The original The New Mutants was a spinoff of X-Men comic-books and premiered in 1982, co-created by X-Men creator Chris Claremont. The focus in the comics is on a group of five teenage mutants at the Xavier Academy (four of these mutants appear here along with Ilyana Rasputin/Magik, who is meant to be the sister of Colossus from the Deadpool films, who was introduced later). Claremont’s original run continued until 1991. The New Mutants was relaunched with a different line-up of characters in 2003-4, 2009 and 2019. Bobby De Costa/Sunspot had previously appeared on screen in X-Men: Days of Future Past played by Adan Canto.

Sam Guthrie (Charlie Heaton), Illyana Rasputin (Anya Taylor-Joy), Dani Moonstar (Blu Hunt), Roberto de Costa (Henry Zaga) and Rahne Sinclair (Maisie Williams) in The New Mutants (2020)
(l to r) Sam Guthrie (Charlie Heaton), Illyana Rasputin (Anya Taylor-Joy), Dani Moonstar (Blu Hunt), Roberto de Costa (Henry Zaga) and Rahne Sinclair (Maisie Williams)

The film comes from Josh Boone who had previously only made the romantic films Stuck in Love (2012) and the hit The Fault in Our Stars (2014), while Boone is also director-writer of the tv mini-series remake of Stephen King’s The Stand (2020-1). Boone was purportedly unhappy at not being able to craft the film he wanted to make. In release, The New Mutants received a critical drubbing.

The New Mutants resembles 20th Century Fox’s much maligned reboot of Fantastic Four (2015), which I did find some laudable aspects to praise about it. Like Fantastic Four, this strips away what has gone before and aims to give the film much more of a character-driven focus. There are no superhero costumes, just characters in regular clothes, and none of them are ever referred to by the common nicknames they go by – Magik, Cannonball, Mirage, Wolfsbane, Sunspot.

Moreover, there are no big special effects sequences and superheroic battles until after the one-hour mark. Fantastic Four’s downfall was that it did the superheroes as characters bit passably well but then tried to give us a standard superheroics at the end, which felt hurried. There is the same problem here. Not so much hurried but that a big effects sequence feel grafted on at the end mostly because this is a superhero film and that’s what’s expected of the genre.

Rahne Sinclair (Maisie Williams), Roberto de Costa (Henry Zaga), Dani Moonstar (Blu Hunt), Sam Guthrie (Charlie Heaton) and Illyana Rasputin (Anya Taylor-Joy) in The New Mutants (2020)
(l to r) Rahne Sinclair (Maisie Williams), Roberto de Costa (Henry Zaga), Dani Moonstar (Blu Hunt), Sam Guthrie (Charlie Heaton) and Illyana Rasputin (Anya Taylor-Joy)

The film resembles less any of the other X-Men films and more a superheroic version of The Breakfast Club (1985).

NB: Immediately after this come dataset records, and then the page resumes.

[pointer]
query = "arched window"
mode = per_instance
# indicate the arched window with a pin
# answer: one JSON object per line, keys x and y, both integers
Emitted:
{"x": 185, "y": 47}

There’s a fairly generic asylum setting, which is up too no good just because and not much explanation about this. (You get the feeling at times that this is what M. Night Shyamalan’s damp squib Glass (2019) could have been). In the comics, Cecilia Reyes is actually a superhero but here is rewritten as a villain working for The Essex Corporation where Jon Hamm would have been introduced as the villain Mr Sinister in a post-credits scene in the cancelled reshoots.

The film is peopled by at least two of the most talented young actresses in their early twenties – Maisie Williams and Anya Taylor-Joy. Maisie Williams was a delight on tv’s Game of Thrones (2011-9) and has launched a film and tv career elsewhere, Here she has a fairly standard role with occasionally remembered Scottish accent and thrown into a generic lesbian romance with Blu Hunt. The show is largely stolen by Anya Taylor-Joy who has been a consistently talented face from The Witch: A New-England Folktale (2015) through Split (2017) to The Queen’s Gambit (2020). She does an enormously entertaining job of playing cold and bitchy and winning the show over.

All of that said, The New Mutants never much goes anywhere. It could well be because of the releasing studio’s lack of faith in the film. Even so, the assembled material is engaging enough when the assorted characters are on screen, produces some okay effects sequences when it finally does. It is by no means a terrible superhero film; on the other hand, it’s greatest crime is that it is simply an unremarkable one.